Мельников с силой сжал в кулак лежащие перед ним бумаги, словно пытаясь скомкать, уничтожить все эти ненавистные, ужасающие своей бесчеловечностью приказы, но тонкий пластик, на котором всё это было отпечатано, после того как Олег разжал свою ладонь, принялся лениво и медленно разглаживаться прямо на глазах, принимая прежнюю форму.
— И ты тоже план выполняешь? — равнодушно спросил Егор, даже не удивляясь своему равнодушию. Его теперь ничего не удивляло. Вон Некрасов с триста восемнадцатого план выполнил и, может, даже и перевыполнил, а теперь благодаря его Варе вообще в передовиках ходит, так чего бы и Мельникову так не делать.
Олег нервно дёрнулся, открыл рот, но промолчал. Понял, что горячиться и психовать не время.
— Я, Олег Станиславович, заявление тебе принёс, — тусклым голосом сообщил Егор. — Ухожу я из хирургов. Не могу. Старый, наверно, стал.

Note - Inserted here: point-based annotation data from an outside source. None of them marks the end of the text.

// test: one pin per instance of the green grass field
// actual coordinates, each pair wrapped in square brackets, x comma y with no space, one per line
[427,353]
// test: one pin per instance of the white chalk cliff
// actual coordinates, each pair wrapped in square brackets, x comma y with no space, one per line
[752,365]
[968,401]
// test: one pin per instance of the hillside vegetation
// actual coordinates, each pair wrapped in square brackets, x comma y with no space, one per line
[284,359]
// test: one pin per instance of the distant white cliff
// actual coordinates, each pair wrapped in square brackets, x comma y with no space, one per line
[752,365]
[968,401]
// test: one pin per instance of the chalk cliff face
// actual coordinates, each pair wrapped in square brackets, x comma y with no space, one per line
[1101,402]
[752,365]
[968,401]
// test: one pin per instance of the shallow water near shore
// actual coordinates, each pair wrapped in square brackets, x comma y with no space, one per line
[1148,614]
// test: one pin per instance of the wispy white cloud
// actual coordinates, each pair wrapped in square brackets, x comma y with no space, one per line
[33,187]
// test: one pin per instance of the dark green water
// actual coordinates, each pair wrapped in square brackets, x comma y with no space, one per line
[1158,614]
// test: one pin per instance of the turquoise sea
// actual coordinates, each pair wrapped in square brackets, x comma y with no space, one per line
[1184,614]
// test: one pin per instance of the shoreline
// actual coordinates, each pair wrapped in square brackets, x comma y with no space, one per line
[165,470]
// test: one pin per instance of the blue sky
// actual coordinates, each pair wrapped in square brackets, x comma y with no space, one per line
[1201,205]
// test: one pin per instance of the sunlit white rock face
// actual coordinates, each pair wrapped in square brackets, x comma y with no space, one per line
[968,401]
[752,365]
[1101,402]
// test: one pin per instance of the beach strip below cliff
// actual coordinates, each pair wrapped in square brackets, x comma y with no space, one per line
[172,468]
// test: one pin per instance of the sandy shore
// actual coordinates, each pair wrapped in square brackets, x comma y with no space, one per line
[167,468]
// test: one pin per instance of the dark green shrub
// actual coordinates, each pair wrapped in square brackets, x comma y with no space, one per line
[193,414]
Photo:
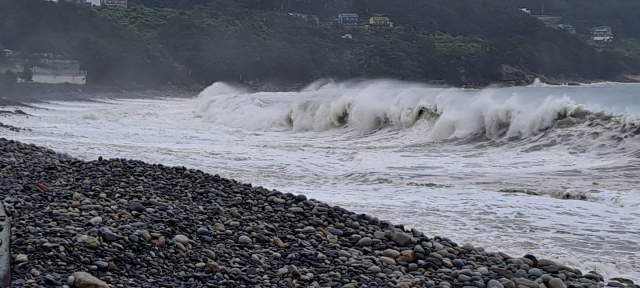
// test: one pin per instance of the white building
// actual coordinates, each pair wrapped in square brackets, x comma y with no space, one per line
[114,3]
[50,76]
[603,33]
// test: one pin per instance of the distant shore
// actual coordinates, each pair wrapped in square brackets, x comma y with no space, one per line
[23,94]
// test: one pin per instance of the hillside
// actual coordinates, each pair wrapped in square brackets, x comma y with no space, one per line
[201,41]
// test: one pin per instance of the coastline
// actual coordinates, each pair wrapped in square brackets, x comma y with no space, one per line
[23,94]
[129,223]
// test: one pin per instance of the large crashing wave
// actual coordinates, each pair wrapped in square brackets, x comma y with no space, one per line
[365,106]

Он не кривил душой. Он на самом деле состарился. Вот как не стало Вари, так и состарился. В сорок семь лет. Олег всё понял. Придвинул к себе заявление Ковалькова и размашисто подписал.
— Куда? — спросил.
— На шестьдесят пятый. Участковым врачом.
Егор поднялся и, медленно переставляя ноги, направился к двери. Коснулся рукой блестящей отполированной ручки, которой касался, наверно, тысячи раз, а вот теперь, стало быть, в последний. Замер в каком-то оцепенении, чувствуя взгляд Олега на своей спине. Обернулся.

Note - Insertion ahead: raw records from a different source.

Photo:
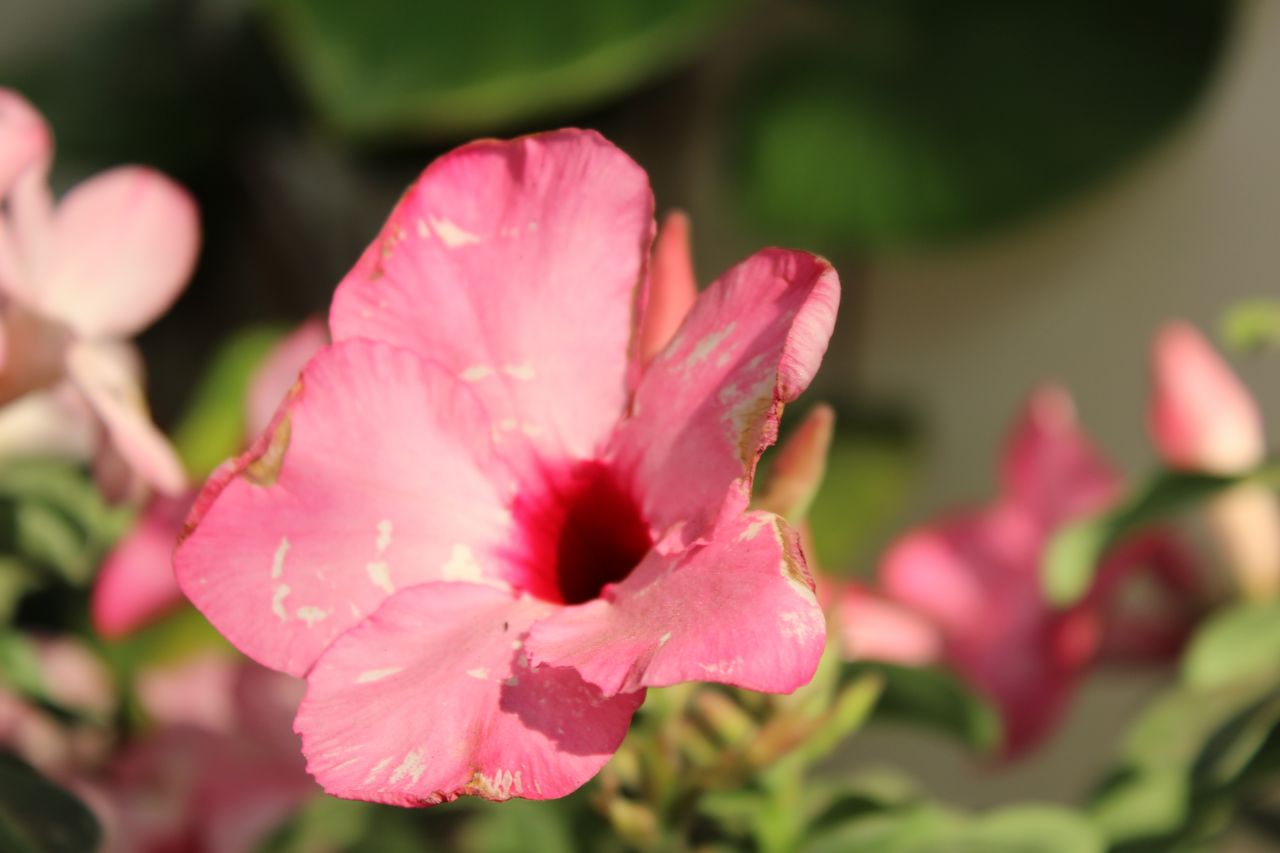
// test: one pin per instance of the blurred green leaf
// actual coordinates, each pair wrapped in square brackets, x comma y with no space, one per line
[869,474]
[213,428]
[1134,804]
[429,67]
[37,816]
[53,520]
[1075,551]
[510,828]
[932,698]
[1251,324]
[1045,829]
[1239,643]
[929,829]
[909,122]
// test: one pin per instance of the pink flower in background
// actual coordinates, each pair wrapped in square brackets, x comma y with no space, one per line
[136,582]
[1201,416]
[219,767]
[481,525]
[76,281]
[1203,419]
[974,578]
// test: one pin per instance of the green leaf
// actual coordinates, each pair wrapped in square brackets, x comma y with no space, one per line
[1251,325]
[37,816]
[53,519]
[920,121]
[435,67]
[1043,829]
[1134,804]
[1075,551]
[932,698]
[507,828]
[1238,643]
[213,427]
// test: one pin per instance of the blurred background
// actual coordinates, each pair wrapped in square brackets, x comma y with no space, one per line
[1011,191]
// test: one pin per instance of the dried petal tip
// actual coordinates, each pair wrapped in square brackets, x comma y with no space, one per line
[1201,415]
[800,465]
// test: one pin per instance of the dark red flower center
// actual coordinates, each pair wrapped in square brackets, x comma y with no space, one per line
[584,533]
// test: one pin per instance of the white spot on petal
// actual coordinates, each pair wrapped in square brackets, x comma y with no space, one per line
[278,560]
[453,235]
[310,614]
[282,591]
[462,565]
[380,574]
[412,766]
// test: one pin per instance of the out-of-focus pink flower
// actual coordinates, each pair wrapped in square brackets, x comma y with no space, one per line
[976,578]
[481,525]
[78,278]
[136,582]
[1201,418]
[219,767]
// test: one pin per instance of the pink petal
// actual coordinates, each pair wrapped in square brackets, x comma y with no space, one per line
[104,374]
[1201,416]
[672,287]
[432,698]
[1050,466]
[876,629]
[709,405]
[739,610]
[136,582]
[515,264]
[24,138]
[124,245]
[378,474]
[279,370]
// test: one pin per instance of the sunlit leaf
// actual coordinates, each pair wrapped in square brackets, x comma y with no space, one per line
[933,698]
[1239,643]
[1075,551]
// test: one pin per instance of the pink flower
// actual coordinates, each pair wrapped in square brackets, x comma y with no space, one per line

— Ты тогда говорил про… — Егор замолчал, но Мельников понял, о чём он, и торопливо кивнул. — Так вот, Олег, я… я в деле. Можешь на меня рассчитывать…
— Вы? — Егор Саныч замер на пороге, как будто упёрся в невидимую стену.
Литвинов (он сидел рядом с Павлом Григорьевичем боком к двери) обернулся и тут же торопливо встал, делая шаг навстречу доктору. Щуплый и невысокий доктор слегка попятился, чуть было не наткнувшись на стоящую позади него Катю.
— Вы — врач? Участковый врач? — Литвинов, казалось, даже не заметил вскрика Егор Саныча. Он вообще похоже никого и ничего не замечал, озабоченный только одним — ранением своего друга.
— Кирилл, — Егор Саныч обернулся, ища глазами Кира. — Будь добр, потрудись объяснить, что это такое. Куда ты меня привёл? Что здесь делает этот человек? Который к тому же уже с месяц как должен быть мёртв?
Кир замялся, бросил взгляд на нахмурившегося Литвинова, потом снова на доктора. А тот, не дожидаясь его ответа, снова развернулся к Борису Андреевичу.
— Вы что же, считаете, что я вас не узнал? И напрасно! Напрасно так считаете. Вас трудно не узнать, хотя я и видел вас только один раз. Но поверьте, негодяев и подлецов я запоминаю сразу и на всю жизнь!
Егор Саныч говорил яростно, его сухое, морщинистое лицо покраснело, подбородок мелко трясся, а на лбу, видимо, от волнения проступили капельки пота. Невидимая прозрачная стена впереди него исчезла, и теперь доктор наступал на Литвинова, а тот, слегка ошалев от такого напора маленького доктора, сделал шаг назад, и тут же замер на месте, подняв руку ладонью к Егор Санычу.
— У нас тут раненый, — сказал тихо, но твёрдо, и эта фраза заставила доктора замолчать. — Поверьте, я понимаю ваше негодование и даже, — Литвинов едва заметно усмехнулся. — Даже где-то разделяю его. Но речь сейчас не обо мне. Нам нужна помощь. Я понимаю, вы — всего лишь участковый врач, и скорее всего это не в вашей компетенции, но хотя бы осмотрите его. Скажите, он сможет… сможет дотерпеть до утра?
Кир машинально отметил, что голос Литвинова дрогнул, но тут же выправился, и ещё отметил то, что Литвинов не сказал «доживёт до утра», он сказал именно — дотерпит, словно даже не допускал такой мысли, что Павел Григорьевич может умереть.
Егор Саныч молча отодвинул Литвинова — и тот подчинился, пропуская его, — подошёл к Павлу Григорьевичу, наклонился. До Кира вдруг дошло, что доктор только сейчас понял, кто перед ним.